Auteur: Joseph Kessel
Editeur: Editions 10/18 – 1992 (301 pages)
Lu en décembre 2021
Mon avis: En cet an de grâce 1916, la Russie impériale et la dynastie des Romanov ont perdu beaucoup de leur splendeur et sont en pleine décadence. Embourbé dans la première guerre mondiale, le régime tsariste vacille, de plus en plus contesté sur le plan interne. L’un des derniers clous à son cercueil s’appelle Raspoutine. Ce personnage mystique, fanatique et dépravé est devenu, grâce à ses dons de guérisseur, le proche confident de la tsarine après avoir soigné l’héritier du trône. Passé de confident à conseiller puis à éminence grise à peine cachée de celle-ci, il exerce à travers elle une influence considérable sur le tsar et sa politique, et se crée par la même occasion de nombreux ennemis parmi ceux qui l’observent conduire la Grande Russie à sa perte et qui regrettent la puissance et les fastes d’antan de l’Empire.

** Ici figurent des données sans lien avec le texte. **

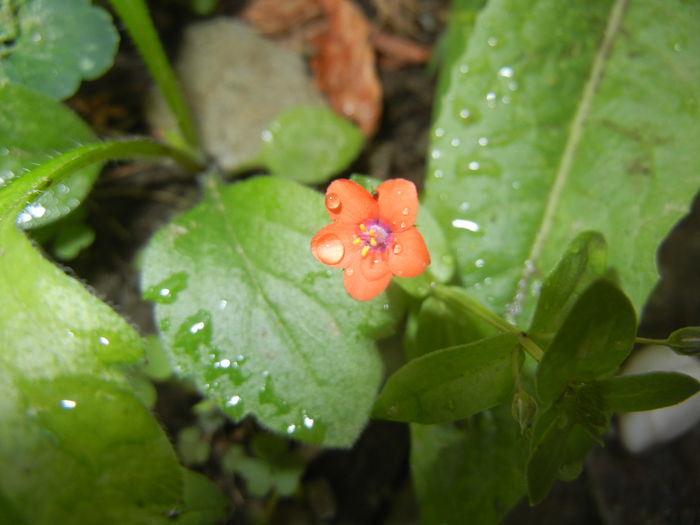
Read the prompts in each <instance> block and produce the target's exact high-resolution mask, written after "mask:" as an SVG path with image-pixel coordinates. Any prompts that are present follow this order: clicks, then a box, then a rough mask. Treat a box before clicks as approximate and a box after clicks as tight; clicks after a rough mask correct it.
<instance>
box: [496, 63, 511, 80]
mask: <svg viewBox="0 0 700 525" xmlns="http://www.w3.org/2000/svg"><path fill="white" fill-rule="evenodd" d="M498 76H499V77H502V78H513V68H512V67H510V66H503V67H502V68H501V69H499V70H498Z"/></svg>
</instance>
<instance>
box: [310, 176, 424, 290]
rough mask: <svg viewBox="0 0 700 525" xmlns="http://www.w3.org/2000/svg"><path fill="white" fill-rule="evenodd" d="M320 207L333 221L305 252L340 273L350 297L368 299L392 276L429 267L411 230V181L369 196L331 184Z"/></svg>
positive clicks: (414, 209) (355, 189)
mask: <svg viewBox="0 0 700 525" xmlns="http://www.w3.org/2000/svg"><path fill="white" fill-rule="evenodd" d="M326 209H327V210H328V216H329V217H330V218H331V220H332V221H333V222H332V223H331V224H328V225H327V226H324V227H323V228H321V230H320V231H319V232H318V233H317V234H316V235H315V236H314V238H313V239H312V240H311V252H312V253H313V255H314V257H316V259H318V260H319V261H321V262H322V263H323V264H327V265H328V266H332V267H333V268H342V269H343V282H344V284H345V289H346V290H347V291H348V293H349V294H350V295H351V296H352V297H354V298H355V299H357V300H359V301H367V300H369V299H372V298H373V297H375V296H377V295H379V294H380V293H381V292H382V291H383V290H384V289H385V288H386V287H387V286H388V285H389V282H390V281H391V277H392V275H396V276H397V277H416V276H417V275H420V274H421V273H423V270H425V268H426V267H427V266H428V265H429V264H430V254H429V253H428V249H427V248H426V246H425V241H424V240H423V237H422V236H421V234H420V232H419V231H418V230H417V229H416V227H415V226H414V223H415V221H416V215H417V214H418V194H417V192H416V187H415V185H414V184H413V183H412V182H410V181H407V180H405V179H391V180H388V181H386V182H384V183H382V184H380V185H379V187H378V188H377V189H376V191H375V192H374V195H372V194H370V193H369V192H368V191H367V190H365V189H364V188H363V187H362V186H360V185H359V184H356V183H354V182H352V181H350V180H347V179H340V180H336V181H334V182H333V183H331V185H330V186H328V190H327V191H326Z"/></svg>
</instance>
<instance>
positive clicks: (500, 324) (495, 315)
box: [432, 284, 544, 361]
mask: <svg viewBox="0 0 700 525" xmlns="http://www.w3.org/2000/svg"><path fill="white" fill-rule="evenodd" d="M432 290H433V295H434V296H435V297H436V298H438V299H440V300H441V301H443V302H445V303H447V304H449V305H451V306H453V307H454V308H456V309H458V310H461V311H463V312H465V313H466V314H468V315H475V316H477V317H478V318H479V319H481V320H482V321H486V322H487V323H489V324H490V325H491V326H493V327H494V328H496V329H497V330H500V331H501V332H510V333H513V334H517V335H518V339H519V340H520V345H521V346H522V347H523V350H525V351H526V352H527V353H528V354H529V355H530V357H532V358H533V359H534V360H536V361H541V360H542V357H543V356H544V352H543V351H542V349H541V348H540V347H539V345H538V344H537V343H535V341H533V340H532V339H531V338H530V337H529V336H528V335H527V334H526V333H525V332H523V331H522V330H520V328H518V327H517V326H515V325H514V324H512V323H510V322H508V321H506V320H505V319H503V318H502V317H500V316H499V315H497V314H495V313H494V312H492V311H491V310H489V309H488V308H486V307H485V306H484V305H482V304H481V303H479V302H478V301H476V300H474V299H472V298H471V297H470V296H469V295H468V294H467V293H466V292H465V291H464V290H462V289H461V288H457V287H454V286H446V285H444V284H439V285H437V286H435V287H434V288H433V289H432Z"/></svg>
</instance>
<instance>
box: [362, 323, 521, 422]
mask: <svg viewBox="0 0 700 525" xmlns="http://www.w3.org/2000/svg"><path fill="white" fill-rule="evenodd" d="M518 344H519V343H518V337H517V336H516V335H514V334H501V335H497V336H495V337H492V338H489V339H482V340H481V341H477V342H475V343H470V344H467V345H463V346H457V347H453V348H445V349H443V350H437V351H435V352H431V353H429V354H426V355H424V356H422V357H419V358H417V359H414V360H412V361H409V362H408V363H406V364H405V365H404V366H403V367H401V368H400V369H399V370H397V371H396V372H394V374H392V375H391V376H389V379H388V380H387V382H386V384H385V385H384V388H383V389H382V391H381V393H380V394H379V398H378V399H377V402H376V404H375V407H374V412H373V414H372V415H373V416H374V417H377V418H383V419H389V420H392V421H408V422H415V423H448V422H451V421H456V420H458V419H464V418H466V417H469V416H472V415H474V414H477V413H479V412H481V411H483V410H486V409H488V408H491V407H493V406H496V405H498V404H499V403H500V402H502V401H503V400H504V399H505V398H506V397H508V395H510V394H511V393H512V392H513V362H512V359H513V352H515V351H516V349H517V348H518Z"/></svg>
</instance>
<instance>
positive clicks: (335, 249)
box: [316, 233, 345, 264]
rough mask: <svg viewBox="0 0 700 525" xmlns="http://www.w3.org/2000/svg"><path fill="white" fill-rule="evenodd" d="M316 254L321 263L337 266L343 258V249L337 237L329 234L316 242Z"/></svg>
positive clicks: (330, 234) (332, 234)
mask: <svg viewBox="0 0 700 525" xmlns="http://www.w3.org/2000/svg"><path fill="white" fill-rule="evenodd" d="M316 253H317V255H318V258H319V260H320V261H321V262H322V263H324V264H338V263H339V262H340V261H342V260H343V257H345V247H344V246H343V242H342V241H341V240H340V239H339V238H338V237H337V236H335V235H333V234H332V233H330V234H328V235H326V236H325V237H323V238H321V240H320V241H319V242H318V245H317V248H316Z"/></svg>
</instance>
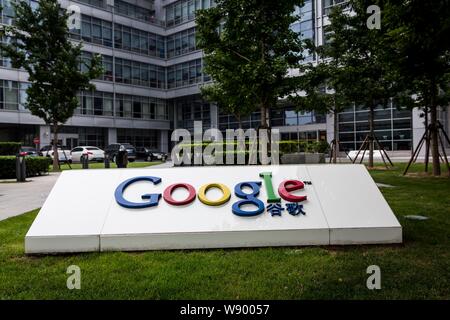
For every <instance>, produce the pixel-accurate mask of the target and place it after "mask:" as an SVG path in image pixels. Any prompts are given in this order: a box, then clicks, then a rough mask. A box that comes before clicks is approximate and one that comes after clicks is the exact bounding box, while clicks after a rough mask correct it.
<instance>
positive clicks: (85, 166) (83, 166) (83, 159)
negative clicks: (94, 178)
mask: <svg viewBox="0 0 450 320" xmlns="http://www.w3.org/2000/svg"><path fill="white" fill-rule="evenodd" d="M80 160H81V165H82V168H83V169H89V156H88V155H87V154H83V155H82V156H81V159H80Z"/></svg>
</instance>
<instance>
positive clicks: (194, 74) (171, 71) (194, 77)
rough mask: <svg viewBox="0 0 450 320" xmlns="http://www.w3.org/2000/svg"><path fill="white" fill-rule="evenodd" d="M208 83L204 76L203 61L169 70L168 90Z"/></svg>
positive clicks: (181, 66) (196, 60)
mask: <svg viewBox="0 0 450 320" xmlns="http://www.w3.org/2000/svg"><path fill="white" fill-rule="evenodd" d="M203 81H207V80H206V79H204V78H203V74H202V59H196V60H192V61H188V62H183V63H179V64H176V65H173V66H170V67H168V68H167V88H168V89H172V88H178V87H184V86H188V85H192V84H195V83H201V82H203Z"/></svg>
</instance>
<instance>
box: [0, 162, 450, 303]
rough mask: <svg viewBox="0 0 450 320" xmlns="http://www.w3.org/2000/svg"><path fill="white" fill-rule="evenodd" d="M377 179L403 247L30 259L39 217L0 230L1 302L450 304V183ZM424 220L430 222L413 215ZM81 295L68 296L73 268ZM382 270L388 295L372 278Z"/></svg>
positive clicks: (60, 255) (299, 248) (358, 246)
mask: <svg viewBox="0 0 450 320" xmlns="http://www.w3.org/2000/svg"><path fill="white" fill-rule="evenodd" d="M403 168H404V165H396V168H395V169H394V170H390V171H386V170H381V169H379V170H372V171H371V174H372V176H373V177H374V179H375V181H377V182H381V183H385V184H390V185H393V186H395V188H383V189H382V192H383V194H384V196H385V197H386V199H387V201H388V202H389V204H390V205H391V208H392V209H393V211H394V212H395V214H396V215H397V217H398V219H399V221H400V223H401V224H402V226H403V236H404V244H402V245H392V246H387V245H386V246H382V245H371V246H345V247H291V248H260V249H227V250H191V251H153V252H140V253H124V252H114V253H89V254H76V255H75V254H74V255H62V256H61V255H60V256H27V255H25V254H24V236H25V233H26V231H27V230H28V228H29V226H30V225H31V223H32V221H33V219H34V218H35V216H36V214H37V212H38V210H36V211H33V212H30V213H27V214H24V215H22V216H19V217H14V218H10V219H8V220H5V221H2V222H0V299H12V298H16V299H24V298H27V299H29V298H31V299H41V298H42V299H55V298H56V299H61V298H62V299H79V298H83V299H109V298H111V299H119V298H121V299H135V298H138V299H200V298H202V299H210V298H217V299H336V298H337V299H409V298H413V299H431V298H435V299H449V298H450V250H449V249H450V237H449V235H450V179H449V178H445V177H442V178H431V177H423V176H421V175H419V174H414V172H419V171H421V170H422V168H421V166H420V165H415V166H414V167H413V170H412V172H413V174H412V175H411V176H407V177H403V176H402V175H401V173H402V169H403ZM417 214H420V215H425V216H428V217H429V218H430V219H429V220H426V221H416V220H407V219H405V218H404V216H405V215H417ZM72 264H75V265H78V266H80V268H81V276H82V280H81V290H68V289H67V288H66V279H67V275H66V269H67V267H68V266H69V265H72ZM373 264H375V265H378V266H380V268H381V286H382V289H381V290H368V289H367V288H366V279H367V277H368V275H367V274H366V268H367V267H368V266H369V265H373Z"/></svg>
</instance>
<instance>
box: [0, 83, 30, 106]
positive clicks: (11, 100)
mask: <svg viewBox="0 0 450 320" xmlns="http://www.w3.org/2000/svg"><path fill="white" fill-rule="evenodd" d="M28 86H29V84H28V83H23V82H17V81H11V80H0V110H1V109H3V110H24V109H25V103H26V101H27V93H26V90H27V88H28Z"/></svg>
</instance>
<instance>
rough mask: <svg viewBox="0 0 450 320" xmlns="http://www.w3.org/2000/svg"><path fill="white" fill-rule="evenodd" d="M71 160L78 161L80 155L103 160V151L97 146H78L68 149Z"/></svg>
mask: <svg viewBox="0 0 450 320" xmlns="http://www.w3.org/2000/svg"><path fill="white" fill-rule="evenodd" d="M70 155H71V157H72V161H74V162H80V161H81V156H83V155H87V156H88V160H89V161H99V162H100V161H103V160H105V151H103V150H102V149H100V148H97V147H91V146H78V147H76V148H73V149H72V151H70Z"/></svg>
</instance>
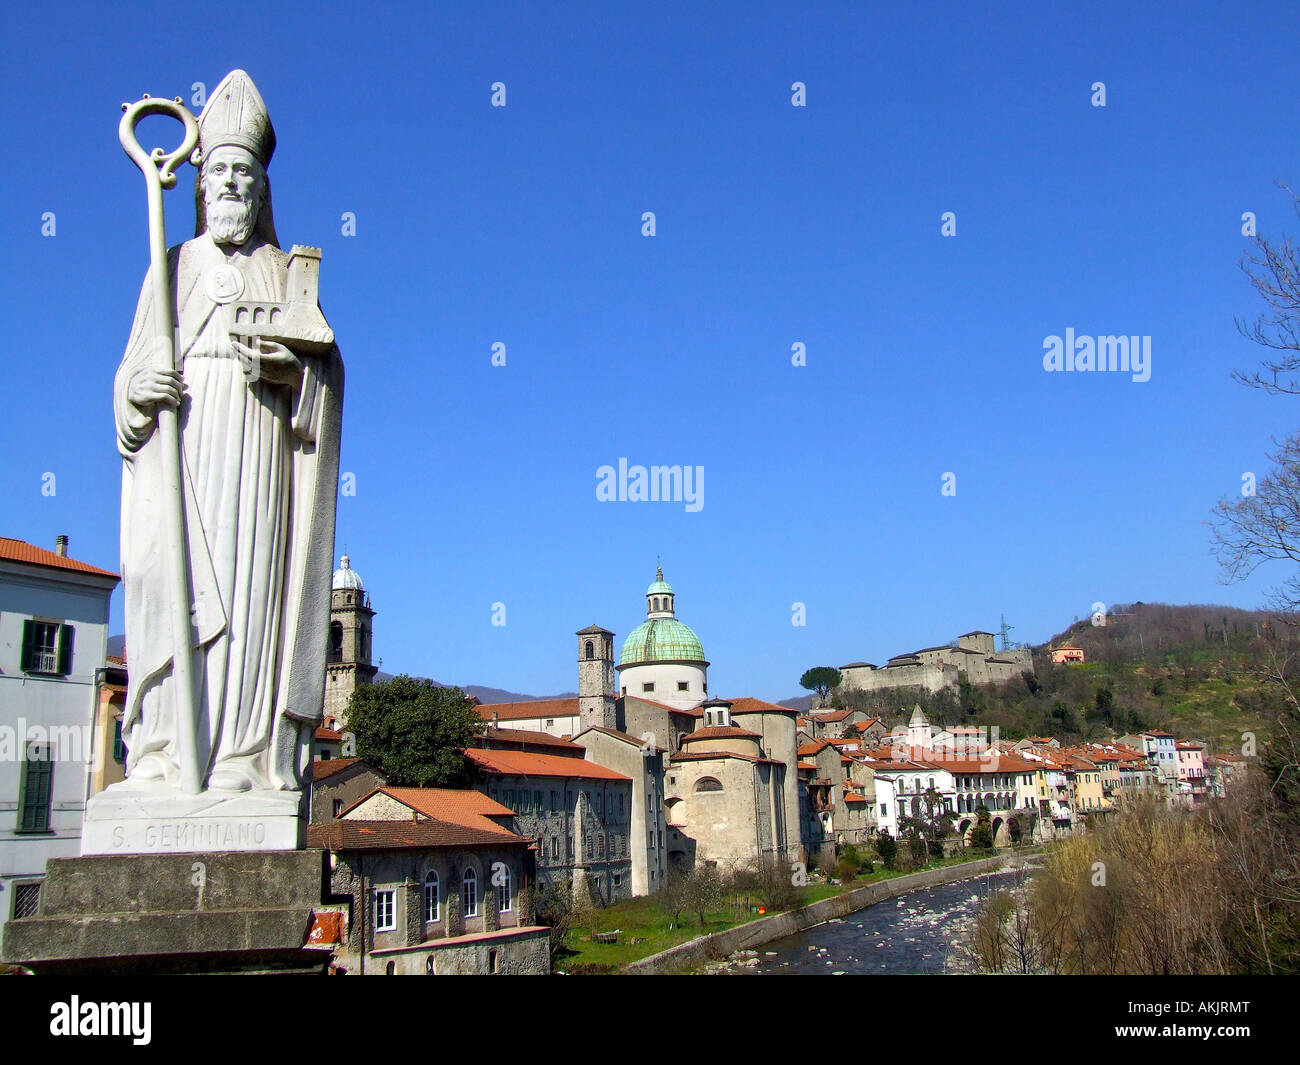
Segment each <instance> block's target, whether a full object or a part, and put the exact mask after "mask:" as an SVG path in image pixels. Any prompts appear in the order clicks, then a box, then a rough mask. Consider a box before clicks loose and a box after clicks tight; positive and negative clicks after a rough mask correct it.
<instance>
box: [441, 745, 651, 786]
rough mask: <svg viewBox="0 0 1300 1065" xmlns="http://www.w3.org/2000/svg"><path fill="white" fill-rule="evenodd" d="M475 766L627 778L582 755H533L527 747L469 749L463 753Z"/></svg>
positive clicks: (580, 778) (629, 779)
mask: <svg viewBox="0 0 1300 1065" xmlns="http://www.w3.org/2000/svg"><path fill="white" fill-rule="evenodd" d="M465 757H467V758H469V761H471V762H473V763H474V765H476V766H478V769H481V770H484V771H485V772H498V774H510V775H512V776H569V778H573V779H585V780H627V782H629V783H630V780H632V778H629V776H624V775H623V774H621V772H615V771H614V770H610V769H606V767H604V766H598V765H597V763H595V762H588V761H585V759H582V758H565V757H563V756H559V754H534V753H533V752H529V750H484V749H481V748H471V749H469V750H467V752H465Z"/></svg>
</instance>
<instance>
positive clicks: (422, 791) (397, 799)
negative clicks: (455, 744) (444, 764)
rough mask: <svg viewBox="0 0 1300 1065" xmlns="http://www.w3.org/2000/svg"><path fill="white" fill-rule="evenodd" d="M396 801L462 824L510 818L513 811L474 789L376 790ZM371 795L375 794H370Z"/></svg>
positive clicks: (381, 789) (404, 789)
mask: <svg viewBox="0 0 1300 1065" xmlns="http://www.w3.org/2000/svg"><path fill="white" fill-rule="evenodd" d="M376 791H381V792H383V793H385V795H390V796H393V797H394V798H395V800H396V801H398V802H402V804H404V805H407V806H409V808H411V809H412V810H419V811H420V813H421V814H424V815H425V817H432V818H434V819H438V821H461V819H463V818H464V817H465V815H473V817H512V815H513V813H515V811H513V810H511V809H510V806H503V805H502V804H500V802H498V801H497V800H495V798H493V797H491V796H486V795H484V793H482V792H476V791H474V789H473V788H389V787H383V788H377V789H376ZM370 795H374V792H370Z"/></svg>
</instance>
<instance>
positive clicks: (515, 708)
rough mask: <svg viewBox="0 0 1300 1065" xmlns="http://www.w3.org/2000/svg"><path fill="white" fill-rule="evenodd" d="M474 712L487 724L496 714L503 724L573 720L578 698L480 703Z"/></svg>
mask: <svg viewBox="0 0 1300 1065" xmlns="http://www.w3.org/2000/svg"><path fill="white" fill-rule="evenodd" d="M474 710H477V711H478V717H480V718H482V719H484V720H485V722H490V720H491V719H493V715H494V714H495V715H497V718H499V719H500V720H503V722H510V720H520V719H521V718H573V717H577V713H578V706H577V696H571V697H568V698H539V700H533V701H530V702H480V703H478V705H477V706H476V707H474Z"/></svg>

« Les rois aveugles » retrace les semaines précédant l’assassinat de Raspoutine par un groupe de conjurés emmenés par le prince Youssoupoff. Dans son avant-propos, Joseph Kessel précise qu’ « il n’est pas une péripétie, une anecdote historique, dont la source ne soit pas un document ou un entretien avec l’un des protagonistes ou des témoins du grand drame ». A ce récit historique, l’auteur a néanmoins intégré quelques personnages et une intrigue secondaire fictifs, mais qui contribuent à illustrer l’emprise exorbitante de Raspoutine sur la tsarine, son magnétisme et sa quasi toute-puissance. Portrait d’un tsar naïf, d’une impératrice envoûtée et d’un personnage fascinant à la fois charismatique et répugnant, « Les rois aveugles » sont aussi la chronique saisissante d’une fin de règne et d’un empire en voie de dissolution.
Présentation par l’éditeur:
Peindre, au cours d’un récit limité à une période très brève, la décomposition à son paroxysme d’un vaste et puissant empire; essayer de comprendre et de faire saisir les causes morales d’un écroulement sans pareil; n’accuser personne; démasquer le visage de la fatalité, arbitre des peuples, qui ne fut jamais aussi apparent que dans les semaines qui précédèrent la révolution russe, tel est le dessein du livre.
Dans Les Rois aveugles, il n’est pas une assertion, une anecdote, une suggestion qui ne soit un fait matériellement appuyé, qui n’ait sa source dans un document ou dans une conversation que nous pûmes avoir avec un des protagonistes ou des témoins du grand drame.
Si nous prenons soin de l’affirmer, c’est que la réalité russe a souvent défié la vraisemblance, et le temps de Raspoutine plus que tout autre.
Cette tragédie qui, au dire de l’auteur, constitue une des plus fantastiques aventures humaines, prend sous la plume de Joseph Kessel, reporter le plus prestigieux de son temps, « Témoin parmi les hommes », une ampleur, une vérité sans égale. On dirait que deux écrivains ont donné ici le meilleur d’eux-mêmes, l’académicien français et l’émigré russe.
J’ai pas mal lu Joseph Kessel à un moment (j’adorais notamment La vallée des rubis, et La Passante du Sans-souci), mais jamais celui-ci. Je devrais me replonger dans ses livres – tout en espérant les aimer autant qu’à l’époque de mes premières lectures. Quel auteur foisonnant.